Сад был её гордостью, её вторым отражением – столь же продуманным, безошибочным, будто ряд идеально отполированных зеркал. Ни один лепесток, ни одна травинка не смели нарушить заведенный порядок. Розы, подстриженные в идеальные сферы, даже увядая, осыпали лепестки аккуратными кругами. Строгие линии самшитовых изгородей обрамляли клумбы, где поздноцветущие астры и хризантемы выстраивались в безупречные цветовые переходы – от сиреневого к лиловому, от бледно-розового к густо-карминному. В каждом стебле, в каждом изгибе ветви чувствовалась её магия – упорядоченная, безупречная и бездушная. Тут не было места случайности или хаосу – всё, даже запахи, смешанные в точных пропорциях, были частью её тщательного плана.

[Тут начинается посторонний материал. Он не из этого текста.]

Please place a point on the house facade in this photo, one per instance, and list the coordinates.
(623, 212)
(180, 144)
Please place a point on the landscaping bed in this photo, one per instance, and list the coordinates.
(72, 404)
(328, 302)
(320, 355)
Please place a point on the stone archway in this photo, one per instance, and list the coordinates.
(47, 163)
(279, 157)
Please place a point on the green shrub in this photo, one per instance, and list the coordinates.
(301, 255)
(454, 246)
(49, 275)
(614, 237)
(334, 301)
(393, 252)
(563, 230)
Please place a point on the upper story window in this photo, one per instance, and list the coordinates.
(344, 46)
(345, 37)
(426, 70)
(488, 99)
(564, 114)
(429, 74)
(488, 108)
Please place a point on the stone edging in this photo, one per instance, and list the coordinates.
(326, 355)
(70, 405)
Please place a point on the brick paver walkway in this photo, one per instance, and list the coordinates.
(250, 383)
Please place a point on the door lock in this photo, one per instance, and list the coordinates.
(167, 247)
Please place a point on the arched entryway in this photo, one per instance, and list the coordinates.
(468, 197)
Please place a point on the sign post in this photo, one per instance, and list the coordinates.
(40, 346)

Я сделала глубокий вдох, вбирая сложный букет: сладковатую пудровость умирающих роз, пряную горечь полыни в прикорневых посадках, запах влажной земли после утреннего полива, грибной, сырой дух гниющих пней у старой каменной стены и пронзительную, холодную свежесть увядания. Этот воздух был честным. Он не лгал о конце циклов и тлении плоти, в отличие от нарядных гобеленов в нашей усадьбе, застывших в вечной весне, и будуарных, отрепетированных улыбок моей матери.
Завтра должен был приехать Витор горт Адарский. Мой жених. Чужой человек с холодными, как озерная гладь в ноябре, глазами и безупречной, выверенной до десятого колена родословной, которого мне выбрали родители для «укрепления союза домов».
Мои руки, тяжелые и чужие, безвольно повисли вдоль тела, когда я подошла к Зеркальному клену – тому самому, что мать когда-то посадила в честь моего рождения. Его листва пламенела в низком осеннем солнце, словно расплавленная медь и кованая бронза, и источала тонкий, согревающий аромат корицы, гвоздики и слегка подгорелого сахара. Солнечный свет, пробиваясь сквозь кружево листьев, отбрасывал на землю дрожащие блики, похожие на рассыпанные монеты. Я прикоснулась ладонью к шершавой, покрытой глубокими трещинами коре, надеясь уловить в его древней силе хоть крупицу утешения, хоть искру живого тепла. Но под пальцами лишь чувствовалась твердая, неподвижная поверхность, а внутри я услышала только спокойную, сонную вибрацию его магии – ровный, монотонный гул, что будто застыл и не менялся веками, как прописная истина в учебнике. Этот сад, при всей своей видимой естественности, был частью системы. Его красота и порядок – результат ежедневной, тщательной работы, навязанной моей матерью, как привычный, неоспоримый ритуал. Даже в своём кажущемся буйстве красок и ароматов он оставался частью строгого плана – точным зеркалом моего привычного, распланированного по минутам мира.
Как и я.
Я закрыла глаза, отгораживаясь от этого совершенства, пытаясь представить не Витора, а кого-то другого. Чье-то теплое, живое прикосновение, неотрепетированный, искренний смех, который рождается не в горле, а где-то в глубине живота. Но воображение, закованное в прочную броню приличий и долга, отказывалось рисовать четкие картины, скользя по знакомым, безопасным шаблонам. Передо мной лишь возникал, словно из тумана, образ завтрашнего дня: я в платье из тяжелого лунного шелка, отливающего синевой, с жемчужными нитями, вплетенными в сложную прическу, и с застывшей, вежливой улыбкой на губах, которую я тренировала перед зеркалом.